Заманчиво отмахнуться от подобных проектов как от любопытных, но бессмысленных причуд. Однако у них важная миссия — заставить нас переосмыслить наше восприятие Времени и своего места в нем. Более того, они могут послужить полезными примерами для создания инфраструктур, ориентированных на долгосрочное будущее и тесное сотрудничество между поколениями. Сегодня практически ни одна частная компания или государственная структура не может позволить себе горизонт планирования дольше, чем несколько финансовых лет или период до следующих выборов. Растущая концентрация мирового богатства в руках крошечного меньшинства означает, что бо́льшую часть населения мира по-прежнему будет волновать только выживание здесь и сейчас, а не забота о будущем.
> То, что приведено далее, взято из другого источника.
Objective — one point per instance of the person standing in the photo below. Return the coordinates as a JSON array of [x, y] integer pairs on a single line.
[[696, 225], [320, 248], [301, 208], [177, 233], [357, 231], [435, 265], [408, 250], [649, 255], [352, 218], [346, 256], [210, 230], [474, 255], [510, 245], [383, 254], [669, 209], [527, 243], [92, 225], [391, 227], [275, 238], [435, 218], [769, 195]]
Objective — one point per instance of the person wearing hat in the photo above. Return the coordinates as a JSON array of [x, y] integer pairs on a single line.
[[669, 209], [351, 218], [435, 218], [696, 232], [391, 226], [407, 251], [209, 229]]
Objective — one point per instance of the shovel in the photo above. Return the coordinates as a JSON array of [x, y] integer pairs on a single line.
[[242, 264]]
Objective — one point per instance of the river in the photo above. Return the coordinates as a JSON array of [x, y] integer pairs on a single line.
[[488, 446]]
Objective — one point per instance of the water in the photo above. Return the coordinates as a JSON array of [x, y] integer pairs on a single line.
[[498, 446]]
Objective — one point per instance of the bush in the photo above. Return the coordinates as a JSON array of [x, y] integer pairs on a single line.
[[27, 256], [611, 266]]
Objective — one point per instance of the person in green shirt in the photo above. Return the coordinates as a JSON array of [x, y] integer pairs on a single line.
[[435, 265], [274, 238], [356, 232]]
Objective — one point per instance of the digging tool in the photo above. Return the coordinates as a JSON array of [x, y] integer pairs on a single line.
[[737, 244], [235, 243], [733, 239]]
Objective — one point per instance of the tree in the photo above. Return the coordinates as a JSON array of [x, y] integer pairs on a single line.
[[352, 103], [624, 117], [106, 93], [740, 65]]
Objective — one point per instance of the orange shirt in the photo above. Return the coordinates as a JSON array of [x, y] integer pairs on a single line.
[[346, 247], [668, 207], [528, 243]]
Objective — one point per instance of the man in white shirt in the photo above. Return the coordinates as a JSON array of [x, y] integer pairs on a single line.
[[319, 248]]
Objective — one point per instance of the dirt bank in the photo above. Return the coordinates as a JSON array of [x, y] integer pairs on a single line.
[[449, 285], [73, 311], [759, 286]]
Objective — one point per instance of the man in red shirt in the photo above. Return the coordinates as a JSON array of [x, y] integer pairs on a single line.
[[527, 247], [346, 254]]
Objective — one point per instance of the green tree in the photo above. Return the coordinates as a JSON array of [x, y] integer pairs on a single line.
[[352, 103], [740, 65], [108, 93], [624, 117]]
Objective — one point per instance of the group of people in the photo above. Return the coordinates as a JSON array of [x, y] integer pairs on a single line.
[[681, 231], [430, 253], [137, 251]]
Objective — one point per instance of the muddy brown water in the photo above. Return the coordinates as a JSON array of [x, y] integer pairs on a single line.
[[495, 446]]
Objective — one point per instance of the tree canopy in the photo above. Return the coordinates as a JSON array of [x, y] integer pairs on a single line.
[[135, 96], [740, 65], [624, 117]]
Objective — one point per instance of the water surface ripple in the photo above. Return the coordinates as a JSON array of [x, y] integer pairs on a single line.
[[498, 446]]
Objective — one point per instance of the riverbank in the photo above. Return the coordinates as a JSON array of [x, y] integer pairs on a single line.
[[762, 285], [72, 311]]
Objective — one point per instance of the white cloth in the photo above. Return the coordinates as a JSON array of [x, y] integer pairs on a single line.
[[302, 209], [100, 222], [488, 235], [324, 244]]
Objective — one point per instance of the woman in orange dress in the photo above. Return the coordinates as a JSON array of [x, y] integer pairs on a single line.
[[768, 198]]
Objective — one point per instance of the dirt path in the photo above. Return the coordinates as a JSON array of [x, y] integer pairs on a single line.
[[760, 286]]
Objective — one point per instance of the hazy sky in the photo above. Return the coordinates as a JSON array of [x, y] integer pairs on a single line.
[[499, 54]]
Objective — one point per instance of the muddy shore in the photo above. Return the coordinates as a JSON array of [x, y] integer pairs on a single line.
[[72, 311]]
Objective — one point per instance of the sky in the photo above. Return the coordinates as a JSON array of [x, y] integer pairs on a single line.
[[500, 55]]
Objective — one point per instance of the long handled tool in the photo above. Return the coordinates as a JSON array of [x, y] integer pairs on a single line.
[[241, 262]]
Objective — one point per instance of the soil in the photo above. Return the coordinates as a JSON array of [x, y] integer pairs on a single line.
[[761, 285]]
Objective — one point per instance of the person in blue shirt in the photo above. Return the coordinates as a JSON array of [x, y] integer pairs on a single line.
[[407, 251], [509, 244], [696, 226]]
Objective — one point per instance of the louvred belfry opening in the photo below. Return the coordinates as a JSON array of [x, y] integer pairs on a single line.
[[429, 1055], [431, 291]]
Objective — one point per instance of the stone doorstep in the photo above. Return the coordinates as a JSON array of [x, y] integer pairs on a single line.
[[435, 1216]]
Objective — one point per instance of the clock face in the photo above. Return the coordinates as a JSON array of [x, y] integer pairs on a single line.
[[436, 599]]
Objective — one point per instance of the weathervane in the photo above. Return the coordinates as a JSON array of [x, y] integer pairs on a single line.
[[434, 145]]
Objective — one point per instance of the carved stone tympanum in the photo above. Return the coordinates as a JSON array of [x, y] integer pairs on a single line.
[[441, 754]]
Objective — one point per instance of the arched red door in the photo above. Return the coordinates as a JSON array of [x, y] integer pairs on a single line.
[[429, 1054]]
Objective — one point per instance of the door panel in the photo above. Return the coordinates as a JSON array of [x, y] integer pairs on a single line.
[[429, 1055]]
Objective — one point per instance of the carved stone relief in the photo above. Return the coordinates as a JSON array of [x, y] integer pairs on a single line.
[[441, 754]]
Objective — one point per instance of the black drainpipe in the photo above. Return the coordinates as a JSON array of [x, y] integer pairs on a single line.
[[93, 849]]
Пожалуй, единственные, кто сегодня может позволить себе думать о грядущих поколениях и имеет возможность осуществлять гуманитарные проекты, рассчитанные на десятилетия, — это частные благотворительные фонды, созданные на деньги сверхбогатых людей. Хотя их деятельность, безусловно, заслуживает всяческих похвал, нельзя отрицать ее фундаментальной антидемократичности: получается так, что сегодня забота о будущем находится в руках небольшой горстки самых богатых людей, — а у некоторых из них весьма бредовые представления о том, каким оно должно быть.
Возьмите, например, моду на строительство роскошных «климатических бункеров» — современных вариантов противорадиационных убежищ, где сверхбогатые люди смогут в комфорте пережить климатический катаклизм, в то время как остальная часть человечества будет страдать от невыносимой жары, от голода из-за хронического неурожая, от наступления моря и множества других тяжких невзгод[131]
. Многие из них — миллиардеры из Кремниевой долины, чьи высокотехнологичные компании буквально излучают оптимизм по поводу будущего. Однако их подлинный план, по-видимому, состоит в том, чтобы продавать эту иллюзию массам, в то время как самим потихоньку готовиться к апокалипсису. Среди этих сверхбогачей есть и витающие в облаках футуристы, которые уверенно утверждают, что терраформирование Марса не только реально осуществимо, когда придет время оставить эту планету, но и является естественным и неизбежным продолжением стремления человечества к освоению новых рубежей. Такое мышление поражает своей глубокой темпоральной дисморфией — искаженным пониманием времени, которое усугубляется как невежественным игнорированием факта долгой коэволюции Земли и жизни на ней, так и наивным отрицанием нашей собственной истории как вида. Если на то пошло, был ли за все столетия нашего существования хоть один прецедент, когда мы, люди, сумели бы реализовать конструктивный международный проект (т. е. нечто иное, нежели уничтожение коренных цивилизаций), который требовал огромных расходов без немедленной окупаемости? И каким образом мы вдруг сможем процветать на чужом планетарном теле, с которым мы не связаны общей эволюционной историей, если мы не научились заботиться друг о друге даже на этой родной, дружелюбной и гостеприимной планете?Между тем на другом конце экономического спектра существует иная модель долгосрочного лидерства, предлагаемая американскими коренными народами, которым удалось выжить и сохранить свою культуру, несмотря на столетия геноцида, нарушения договоров и ужасающую бедность, благодаря тому, что писатель и теоретик культуры Джеральд Визенор называет «преемственностью». Согласно Визенору, члену племени оджибве из резервации Белая земля в штате Миннесота, «преемственность — это продолжение историй… переходящее от поколения к поколению право на наследование»; преемственность коренится в глубокой, унаследованной от предков привязанности к земле, ограниченной небольшими резервациями — конечными мирами[132]
. Такое мировоззрение ценит долговечность выше завоеваний; самоограничение выше потребления, а непрерывность выше новизны. Ему присущ глубокий и объективный, отчасти ироничный и самоуничижительный взгляд на щедрость и капризность природы, а также на лучшие и худшие проявления человеческой натуры.